By Issam Abdallah
BAR ELIAS, Lebanon (Reuters) – Hussein al-Khaled and his family have lived in a makeshift hut in Lebanon for a decade since fleeing the war in neighbouring Syria, but this year COVID and economic collapse are making it even harder to spend Ramadan away from home.
Khaled, his wife and their 11 children share a two-room hut made of wood and tarpaulin in an informal refugee camp in a field in the Bekaa Valley town of Bar Elias, and are now reliant on aid donations because there is no work to be found.
“Our spirits are down this year. Ramadan is here and we don’t know what to do for the kids,” said Khaled, 50, who has not had a job for the past six months.
His wife, who goes by Um Ahmad which means mother of Ahmad, said the family could no longer afford enough oil to fry potatoes for dinner when they break their daily Ramadan fast at sundown.
Gone are the days of Ramadan feasts and new clothes for the children, when the family lived comfortably at home in Aleppo and Khaled had regular work in construction, laying tiles. The war destroyed their house and put an end to that life.
“I never would have expected this. My children’s future is gone,” he said. “They ask me about many things. ‘Baba why don’t you get me this?’ How can I buy things for them?”
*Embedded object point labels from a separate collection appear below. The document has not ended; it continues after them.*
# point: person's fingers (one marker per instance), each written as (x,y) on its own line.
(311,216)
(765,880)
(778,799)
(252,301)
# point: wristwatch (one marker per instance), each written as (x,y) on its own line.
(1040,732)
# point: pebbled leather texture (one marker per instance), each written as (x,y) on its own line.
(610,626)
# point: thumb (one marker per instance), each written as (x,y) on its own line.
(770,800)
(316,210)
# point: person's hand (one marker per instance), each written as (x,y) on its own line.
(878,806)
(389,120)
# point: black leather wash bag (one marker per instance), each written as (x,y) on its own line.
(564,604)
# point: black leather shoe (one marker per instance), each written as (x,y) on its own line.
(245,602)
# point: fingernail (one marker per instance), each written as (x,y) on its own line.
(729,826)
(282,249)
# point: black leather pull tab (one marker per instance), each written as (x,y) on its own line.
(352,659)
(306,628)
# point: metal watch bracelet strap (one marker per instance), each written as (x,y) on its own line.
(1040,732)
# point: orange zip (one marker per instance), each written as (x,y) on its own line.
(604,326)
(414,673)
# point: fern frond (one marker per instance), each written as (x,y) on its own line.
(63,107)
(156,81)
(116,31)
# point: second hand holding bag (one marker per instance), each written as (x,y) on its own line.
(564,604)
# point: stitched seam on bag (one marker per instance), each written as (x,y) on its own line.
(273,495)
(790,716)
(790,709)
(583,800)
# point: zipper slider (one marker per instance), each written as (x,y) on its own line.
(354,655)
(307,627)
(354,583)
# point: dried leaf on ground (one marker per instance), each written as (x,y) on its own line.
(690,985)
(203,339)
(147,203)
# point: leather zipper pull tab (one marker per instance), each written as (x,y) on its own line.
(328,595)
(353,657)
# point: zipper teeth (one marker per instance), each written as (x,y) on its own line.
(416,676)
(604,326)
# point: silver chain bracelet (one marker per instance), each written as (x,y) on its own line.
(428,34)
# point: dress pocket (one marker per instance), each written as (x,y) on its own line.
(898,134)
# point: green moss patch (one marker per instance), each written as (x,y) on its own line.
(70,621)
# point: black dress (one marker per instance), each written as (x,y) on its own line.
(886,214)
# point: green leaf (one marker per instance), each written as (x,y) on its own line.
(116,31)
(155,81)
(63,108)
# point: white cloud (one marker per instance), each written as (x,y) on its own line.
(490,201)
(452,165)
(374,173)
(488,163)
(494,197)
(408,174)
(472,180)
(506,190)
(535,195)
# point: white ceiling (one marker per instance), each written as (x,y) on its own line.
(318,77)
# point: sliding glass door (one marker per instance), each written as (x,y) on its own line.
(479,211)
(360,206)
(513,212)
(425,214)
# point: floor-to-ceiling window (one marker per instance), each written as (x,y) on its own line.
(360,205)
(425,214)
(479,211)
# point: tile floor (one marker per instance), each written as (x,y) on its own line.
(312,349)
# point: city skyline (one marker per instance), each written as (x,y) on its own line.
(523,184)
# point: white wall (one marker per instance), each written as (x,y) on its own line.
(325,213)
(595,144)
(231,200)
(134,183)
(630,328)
The family are among up to 1.5 million Syrian refugees who have poured into Lebanon since 2011 and are estimated to make up almost a quarter of the country’s population. Most have languished in severe poverty in tented settlements.
Many refugees like Khaled used to be able to work to eke out a living, but daily wages have been slashed as the COVID-19 pandemic has forced Lebanon into repeated lockdowns.
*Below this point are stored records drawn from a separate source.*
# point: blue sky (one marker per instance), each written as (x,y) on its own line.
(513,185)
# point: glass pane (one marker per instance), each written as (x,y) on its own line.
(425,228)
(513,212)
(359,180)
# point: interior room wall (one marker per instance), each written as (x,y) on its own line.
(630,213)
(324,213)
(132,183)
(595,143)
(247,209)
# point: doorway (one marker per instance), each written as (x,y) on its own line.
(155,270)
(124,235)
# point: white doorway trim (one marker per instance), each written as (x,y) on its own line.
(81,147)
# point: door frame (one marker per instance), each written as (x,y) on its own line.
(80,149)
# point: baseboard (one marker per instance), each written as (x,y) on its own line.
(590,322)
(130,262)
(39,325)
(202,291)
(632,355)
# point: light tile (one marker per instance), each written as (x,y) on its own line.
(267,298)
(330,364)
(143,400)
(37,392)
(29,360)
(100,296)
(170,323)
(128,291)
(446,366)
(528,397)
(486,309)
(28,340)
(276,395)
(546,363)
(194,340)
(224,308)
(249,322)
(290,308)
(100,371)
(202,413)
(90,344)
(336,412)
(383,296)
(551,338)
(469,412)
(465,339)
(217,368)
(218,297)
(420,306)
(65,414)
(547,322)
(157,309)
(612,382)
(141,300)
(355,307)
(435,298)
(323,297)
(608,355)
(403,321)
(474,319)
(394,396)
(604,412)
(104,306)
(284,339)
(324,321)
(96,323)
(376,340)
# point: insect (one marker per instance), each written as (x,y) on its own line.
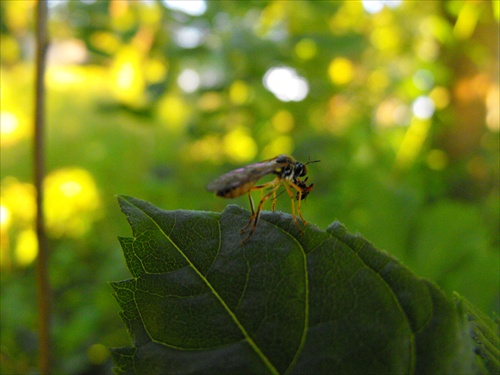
(288,172)
(302,195)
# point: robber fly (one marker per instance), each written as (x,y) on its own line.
(288,172)
(305,190)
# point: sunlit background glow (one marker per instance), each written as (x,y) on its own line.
(191,7)
(286,84)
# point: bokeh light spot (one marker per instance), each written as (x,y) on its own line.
(341,71)
(26,247)
(286,84)
(192,7)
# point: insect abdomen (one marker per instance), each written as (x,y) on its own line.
(235,191)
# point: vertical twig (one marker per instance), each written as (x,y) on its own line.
(44,293)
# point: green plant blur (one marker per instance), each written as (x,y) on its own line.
(154,102)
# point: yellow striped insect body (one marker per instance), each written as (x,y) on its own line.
(288,172)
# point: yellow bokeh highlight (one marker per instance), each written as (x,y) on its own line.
(71,202)
(272,14)
(173,111)
(239,92)
(306,49)
(18,14)
(437,159)
(341,71)
(19,199)
(239,145)
(283,121)
(97,354)
(13,128)
(127,77)
(5,217)
(26,247)
(386,38)
(280,145)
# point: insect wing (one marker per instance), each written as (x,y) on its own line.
(240,176)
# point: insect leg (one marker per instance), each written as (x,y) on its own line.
(299,198)
(276,182)
(292,198)
(255,215)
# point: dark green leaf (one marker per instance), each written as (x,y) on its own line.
(200,301)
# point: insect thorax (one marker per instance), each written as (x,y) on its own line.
(292,171)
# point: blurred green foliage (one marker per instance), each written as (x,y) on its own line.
(154,102)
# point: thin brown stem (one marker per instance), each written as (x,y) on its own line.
(44,292)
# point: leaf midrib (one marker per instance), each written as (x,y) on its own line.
(246,335)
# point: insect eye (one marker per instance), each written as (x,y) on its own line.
(300,170)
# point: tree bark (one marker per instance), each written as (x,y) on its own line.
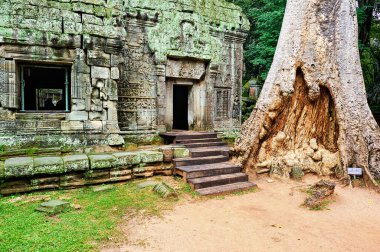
(313,112)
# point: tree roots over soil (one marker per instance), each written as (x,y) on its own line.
(312,115)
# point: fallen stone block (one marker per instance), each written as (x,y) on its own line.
(164,190)
(53,207)
(104,161)
(147,184)
(48,165)
(103,188)
(127,158)
(151,156)
(18,167)
(76,163)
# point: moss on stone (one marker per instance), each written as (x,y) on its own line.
(102,161)
(18,167)
(48,165)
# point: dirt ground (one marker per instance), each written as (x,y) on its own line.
(270,219)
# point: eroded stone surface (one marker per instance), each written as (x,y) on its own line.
(102,161)
(48,165)
(18,167)
(76,163)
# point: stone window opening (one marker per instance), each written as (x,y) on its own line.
(45,88)
(222,103)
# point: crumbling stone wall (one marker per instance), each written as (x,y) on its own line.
(118,52)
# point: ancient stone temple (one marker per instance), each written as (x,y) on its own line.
(76,72)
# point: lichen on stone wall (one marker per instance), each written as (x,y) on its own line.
(187,28)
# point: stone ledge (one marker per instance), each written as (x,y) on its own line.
(121,162)
(48,165)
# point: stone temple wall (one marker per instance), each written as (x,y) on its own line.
(122,57)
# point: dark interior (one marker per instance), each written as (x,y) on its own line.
(45,88)
(180,107)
Compounding the problem, Lebanon’s unprecedented financial meltdown, which has pushed most Lebanese into poverty since 2019, has sent the price of staple foods soaring.
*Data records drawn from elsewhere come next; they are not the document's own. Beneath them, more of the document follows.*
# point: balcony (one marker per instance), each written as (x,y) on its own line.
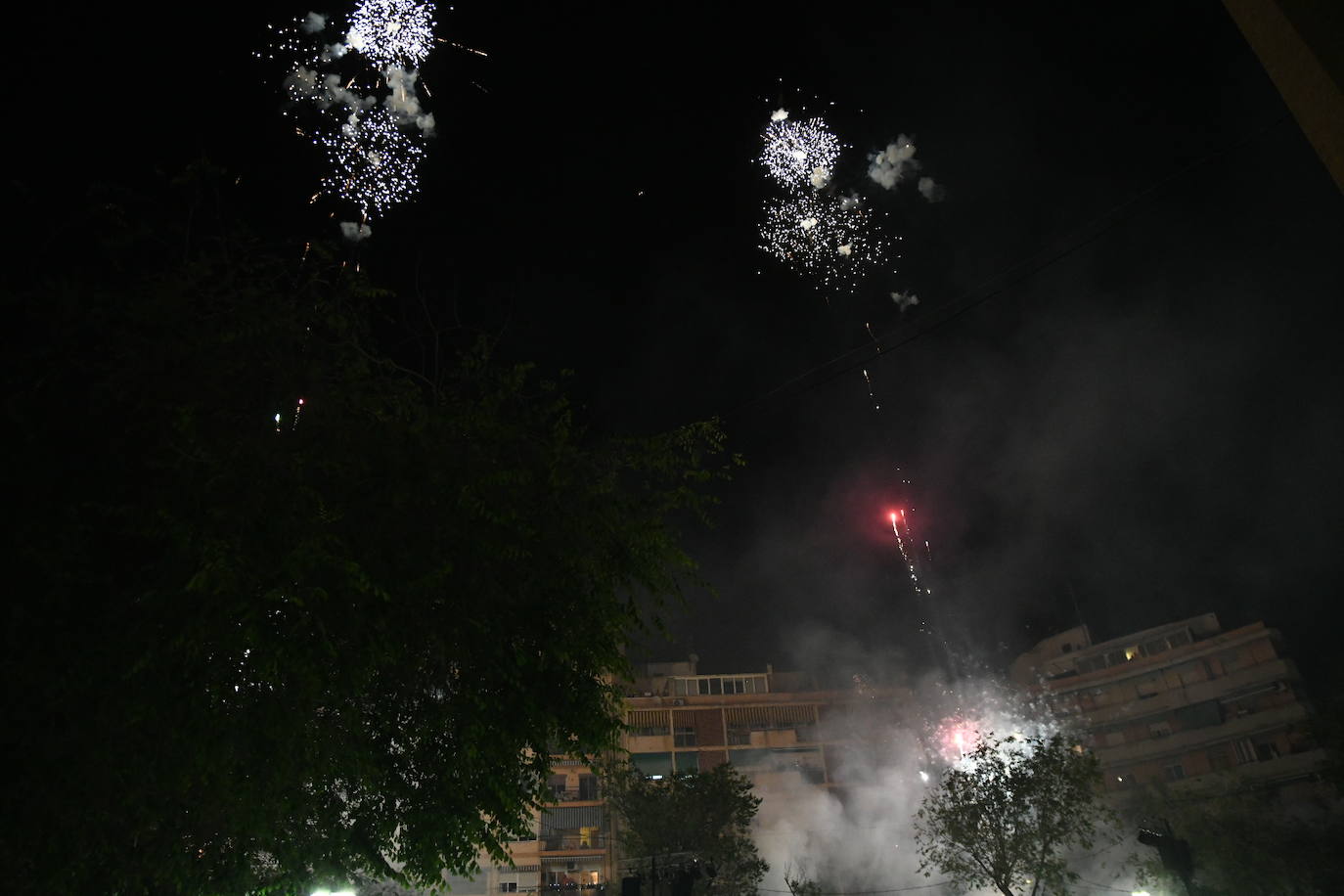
(1197,692)
(1183,741)
(573,842)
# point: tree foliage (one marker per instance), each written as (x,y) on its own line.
(703,817)
(1245,841)
(255,654)
(1008,814)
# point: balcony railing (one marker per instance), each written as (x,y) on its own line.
(588,888)
(558,842)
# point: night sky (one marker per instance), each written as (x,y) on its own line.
(1116,400)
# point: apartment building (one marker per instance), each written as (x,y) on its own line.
(1182,701)
(765,723)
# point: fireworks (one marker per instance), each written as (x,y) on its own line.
(356,87)
(374,161)
(905,555)
(800,154)
(392,32)
(981,709)
(818,237)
“Everything is 10 times more expensive – rice, bread, a can of Pepsi,” said Khaled. “Things are very tough, on us and on the people of this country.”
Still, in spite of all the hardship, Khaled says the family remains wary of returning to Syria for now because of security fears. Um Ahmad says it is painful to think of life at home before the war.
“Today, we’ve been displaced for 10 years,” she said. “From living in our home to sitting in a tent, it’s the difference between the sky and the earth.”